When the crowd had cleared in front of his locker, I asked Ray if it didn’t frost him off, these suggestions that he’s got good again and remarkably rediscovered his old form.
“It does,” he said.
“I see myself as the same guy in different circumstances.
“It’s been a little bit frustrating when people doubt you. You go from them saying you’re the best quarterback in the league to saying they should be starting another guy.
“But it comes with the territory. It’s a performance-based business. You go from the penthouse to the outhouse any time the team isn’t playing well. Criticism can be unjustified. It works that way. Is your team winning?
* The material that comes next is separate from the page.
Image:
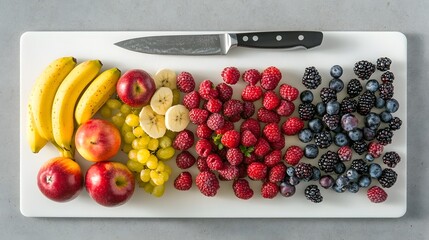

Do you have the stats?
“Last year we weren’t winning and I didn’t have the stats.”
Two weeks into this season the Eskimos are 2-0 with a chance to go 3-0 against the 0-2 B.C. Lions Saturday at Commonwealth Stadium, and Ray’s numbers are ridiculous.
The guy the 10 TSN commentators and 10 football writers around the league ranked as the 16th-best player in the league in the network’s top 50 — and your correspondent was one of them and ranked him third, which tells you that the other 19 had him even lower — want their ballots back.
It’s only two weeks into the season, but Ray is 42 for 58 for 682 yards and 72.4%, with four touchdown passes against no interceptions, and has the league’s highest pass-efficiency rating at 134.4 — slightly ahead of Anthony Calvillo’s 132.8. The other starters — Saskatchewan’s Darian Durant (85.0), B.C.’s Travis Lulay (78.7), Calgary’s Henry Burris (78.1), Toronto’s Cleo Lemon (74.5), Hamilton’s Kevin Glenn (63.7) and Winnipeg’s Buck Pierce (61.5) — are way back.
Ray has three receivers in the top six — Fred Stamps second, with 10 catches for 212 yards, Adarius Bowman fourth, with 11 receptions for 173 yards, and Jason Barnes sixth, with eight grabs for 169 yards.
His top three receivers have caught passes for 68, 37 and 33 yards.
“It takes 12 guys,” said Ray.
“This offence is dramatically different.”
Ray won’t say it unless you read between the lines, but he hasn’t seen any protection in three years, hasn’t had any real weapon beyond Fred Stamps and has had brutal conservative and predictable dump-and-dunk offensive game plans, with highly debatable offensive co-ordinator play calling.
“The emphasis was getting the ball out quick to help the guys up front,” he said. “That made us conservative.
“So far this year I’ve had a little more time. I’ve been able to go through more reads and not worry about getting the ball out in a hurry.
“Another thing is, guys are making plays and that makes you want to go down the field and get them the ball.
“We’ve been a pretty balanced team so far on offence. We’ve controlled the line of scrimmage giving me time to throw it.
“We’re not relying on any one guy to get the job done. In the first game Adarius Bowman and Jason Barnes had big games. In the second game Fred Stamps and Jerome Messam had big games. We haven’t had this kind of balance for quite a while.
“I just try to do my job and make good decisions and accurate throws.”
Or he’s got good again. Remarkable return to his former form.